According to Strategy and Business, the “CFO role is expanding to include being the company’s premier champion of strategic discipline.” It is no wonder that financial transformations are so much in vogue these days. According to The Conference Board, 81% of the companies that it surveyed are involved in a major financial transformation initiative. However, only 27% of these firms claim that they had achieved the benefits that were defined within their business case. Of the reasons for failure, the most interesting is thinking the transformation would be some kind of big bang. The problem is this type of thinking is unrealistic for today’s hyper competitive business environment. Financial strategy today needs be an enabler of business strategy. This means that it needs to be able to support the increasingly shorter duration of business strategy.
Financial Transformation needs to Enable Business Agility
I have discovered the same thing in my discussions with IT organizations. In other words, enabling business strategies increasingly need to be built with a notion of agility. This means for financial strategies that they to need to first and foremost make organizations more agile and enable more continuous business change. Think about the impact of an organization that has as part of its strategy inorganic acquisition. This all means that thinking that a multi-year ERP implementations will on it’s own deliver financial transformation alone is unrealistic.
While it is absolutely fair to determine what at the manual tasks financial teams can eliminate, it does not make sense to think that they are done once an ERP implementation is completed. Recently, I was talking with a large accounting consulting and integration firm, they let me know that they really liked doing large ERP implementations and re-implementations, but they also knew that they would soon break under the weight of financial and business change unless flexibility was built in from the start. Financial transformation must start by creating business flexibility and agility to work in today’s business environment.
Does Your Close Process Get in the Way?
But achieving better financial agility and profitability improvement capabilities is often limited by the timeliness, trustworthiness of data. This why CFOs say that they spend so much of their time on the close process. According to the MIT CFO Summit Survey, nearly half of the organizations surveyed are feeling pressure from senior leadership to become more data driven and analytical.

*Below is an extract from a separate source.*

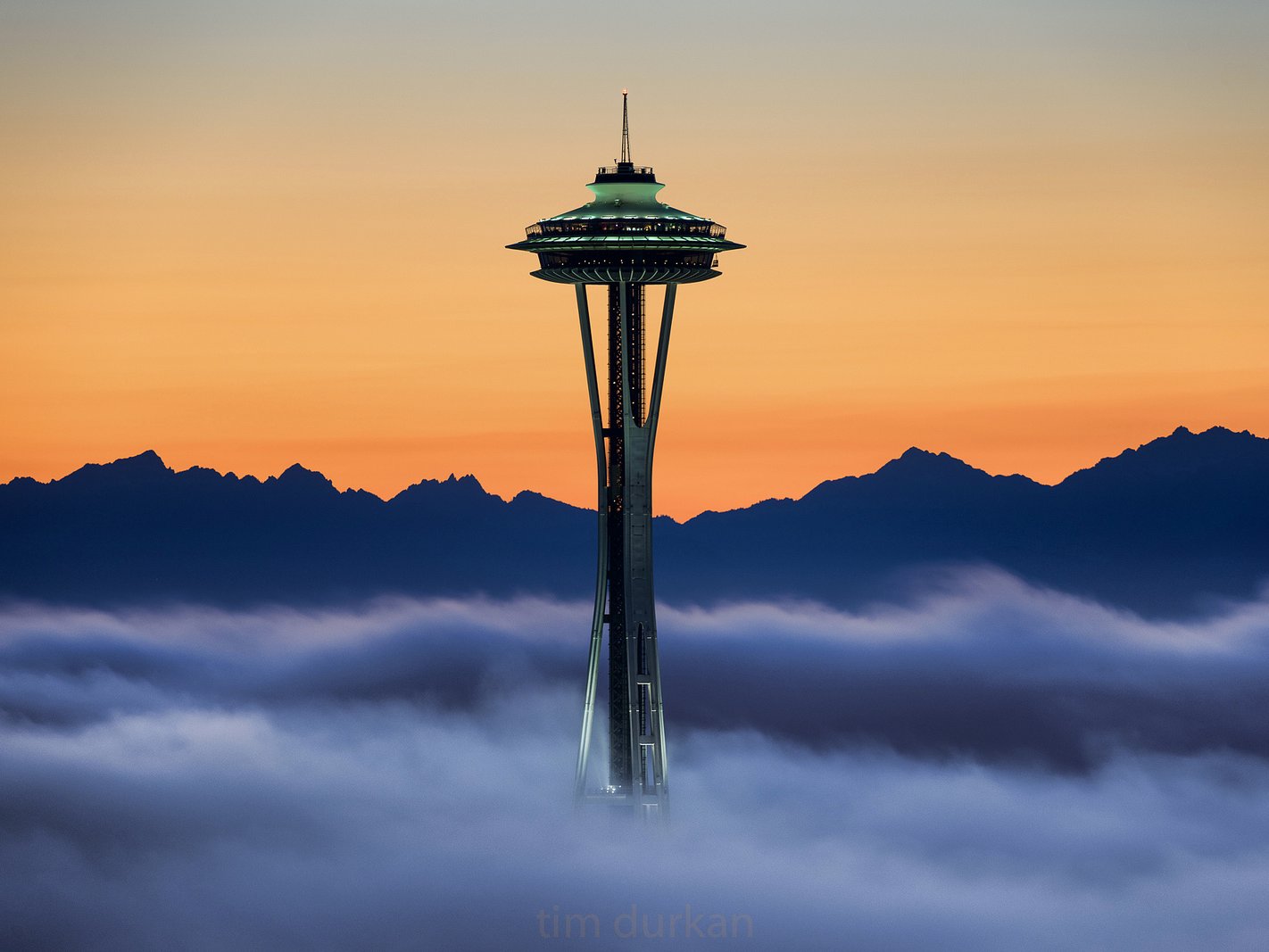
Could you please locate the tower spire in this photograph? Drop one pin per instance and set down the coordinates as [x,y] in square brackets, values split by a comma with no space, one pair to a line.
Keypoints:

Data clearly limits the finance function ability to guide corporate executives, business-unit managers, and sales and marketing functions in ways to ensures business profitable and growth.
Financial Transformations Need to Fit Business Strategy
At the same time, it cannot be stressed enough that successful financial transformations need to be designed to fit with the company’s larger business strategy. The Conference Board suggests financial organizations should put real emphasis upon transformations that grow the business. Jonathan Brynes at the MIT Sloan School has suggested “the most important issue facing most managers …is making more money from their existing businesses without costly new initiatives”. In Brynes’ cross industry research, he found that 30% or higher of each company’s businesses are unprofitable. Brynes claims these business losses are offset by what are “islands of high profitability”. The root cause of this issue he asserts is the inability of current financial and management control systems to surface profitability problems and opportunities for investment to accelerate growth. For this reason, financial transformations should as a business goal make it easier to evaluate business profitability.

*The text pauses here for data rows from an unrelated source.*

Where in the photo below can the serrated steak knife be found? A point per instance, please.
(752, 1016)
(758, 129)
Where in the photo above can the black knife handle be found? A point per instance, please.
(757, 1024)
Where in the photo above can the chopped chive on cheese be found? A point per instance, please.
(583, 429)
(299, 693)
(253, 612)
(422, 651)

In a survey from CFO magazine, they found that nearly all the survey respondents said their companies are striving to improve profitability over the next year. 87% said their companies needed to analyze financial and performance data much more quickly if they were to meet business targets. However, only 12% said their finance organizations can respond to requests for financial reports and analysis from business managers in real or near-real time. At the same time, business managers are expecting finance staff to be able to tell the story behind the numbers — to integrate financial and operational data in ways that get at the drivers of improvement.
We Are Talking About More than Financial Decision Making
This means not just worrying about financial decision making, but ensuring that the right questions and the right insights are being provided for the business. As Geoffrey Moore has indicated economies of scale and market clout are no longer the formidable barriers to entry that they once were. The allocation of resources must be focused on a company’s most distinctive business capabilities—those things that provide the enterprise its “right to win”. To be a strategic, CFOs need to become a critical champion of the capabilities system, making sure it gets the investment and consideration it needs. This accentuates your ongoing role as a voice of reason in M&A—favoring acquisitions that fit well with the company’s capabilities system, and recommending divestitures of products and services that don’t.
Parting Remarks
Today, the CFO role is being transformed to increasingly be a catalyst for change. This involves increasingly helping companies focus upon the business capabilities that drive value. CFOs are uniquely positioned to take on this challenge. They are the company leader that combines strategic insight with a line of sight into business execution. Moreover, unlike other change agents, CFOs have the power of the purse. However, to do this their financial transformations need to ensure business agility and improve their and the businesses ability to get and use data.